“Our group tries to act as a calming presence,” said Ben Scales, an Asheville attorney who with several others donned yellow shirts bearing the term “legal observer” and volunteered to attend the events on July 11. “We like to call ourselves ‘Constitutional law enforcement.’ We can’t arrest anybody or stop anybody from being arrested, but we can document and investigate and report, hopefully to protect people’s constitutional rights of freedom of assembly and other First Amendment rights.”
Scales said it wasn’t his first protest, but it was his first west of Asheville, where he’d spent time observing all summer.
“We have a loosely connected group of attorneys and other people who are trained in the skill of legal observing,” he said. “Some of us have been through National Lawyers Guild training. They have a program for legal observers.”
The NLG established the legal observer program in 1968 after protests at Columbia University in New York and before the violent clashes at the Democratic National Convention in Chicago that same year.
The goal, according to the NLG, is to “enable people to express their political views as fully as possible without unconstitutional disruption or interference by the police and with the fewest possible consequences from the criminal justice system.” Sometimes, legal observers even represent protestors in criminal or civil suits.
“We’ve seen all sorts of things going on,” he said of his time in Asheville. “We’ve seen disparate treatment of different people by police. We’ve seen unwillingness to enforce certain laws against certain groups of protesters and a zealous application of those same laws to other protesters. Generally speaking, the protesters, the counter protesters, law enforcement — they all appreciate us being there.”
Inviting legal observers to an event isn’t as simple as opening up the Yellow Pages; in fact, they’re almost like TV’s A-Team: if you have a problem, if no one else can help, and if you can find them, maybe they’ll be there.
“When an organizer of an event talks to another organizer of an event, sometimes our name will come up and they’ll say, ‘Hey, we could use some of your services for our event,’” Scales said. “We don’t have a hotline. It’s not anything that’s advertised and we reserve the right to say no if we can’t make it but we’re mainly dedicated to being a neutral observing presence at these events.”
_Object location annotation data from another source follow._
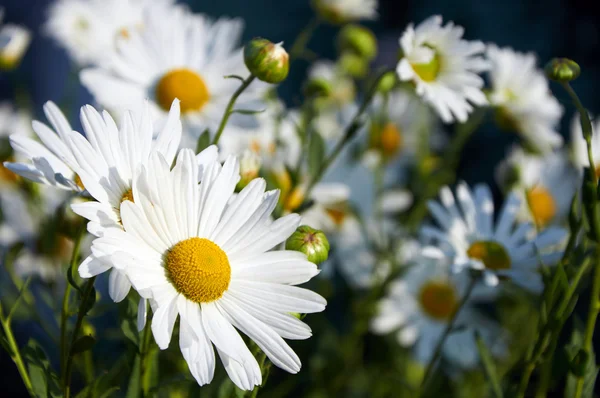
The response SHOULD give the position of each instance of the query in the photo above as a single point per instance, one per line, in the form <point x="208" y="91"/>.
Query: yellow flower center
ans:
<point x="542" y="205"/>
<point x="492" y="254"/>
<point x="428" y="72"/>
<point x="438" y="299"/>
<point x="199" y="269"/>
<point x="185" y="85"/>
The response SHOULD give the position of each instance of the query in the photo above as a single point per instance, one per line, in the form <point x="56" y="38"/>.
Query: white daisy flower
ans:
<point x="203" y="255"/>
<point x="418" y="308"/>
<point x="579" y="147"/>
<point x="342" y="11"/>
<point x="89" y="29"/>
<point x="523" y="99"/>
<point x="545" y="185"/>
<point x="177" y="55"/>
<point x="14" y="41"/>
<point x="444" y="68"/>
<point x="468" y="237"/>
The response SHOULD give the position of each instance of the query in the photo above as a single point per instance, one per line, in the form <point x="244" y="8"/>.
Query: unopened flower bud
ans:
<point x="250" y="164"/>
<point x="317" y="87"/>
<point x="354" y="65"/>
<point x="358" y="40"/>
<point x="14" y="41"/>
<point x="267" y="61"/>
<point x="562" y="70"/>
<point x="311" y="242"/>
But Scales’ experience at the sometimes-violent protests in Asheville hasn’t been all doom and gloom.
“We’ve also seen cooperation at times between organizers and the cities where these events are happening,” he said. “It gives me hope that there is room for dialogue in these events. And, and like I said, sometimes just our mere presence will change the narrative enough to where a constitutional violation that might have happened, doesn’t.”
Before the day’s events kicked into full gear, Scales said he had high hopes for the pro- and anti-Confederate statue demonstrations in Sylva.
“I hope that everybody gets a chance to say what they want to say and put their ideas into the marketplace of ideas. The First Amendment is so crucial to the functioning of a free and fair democracy,” he said. “If speech is stifled or chilled, then we slip toward totalitarianism.”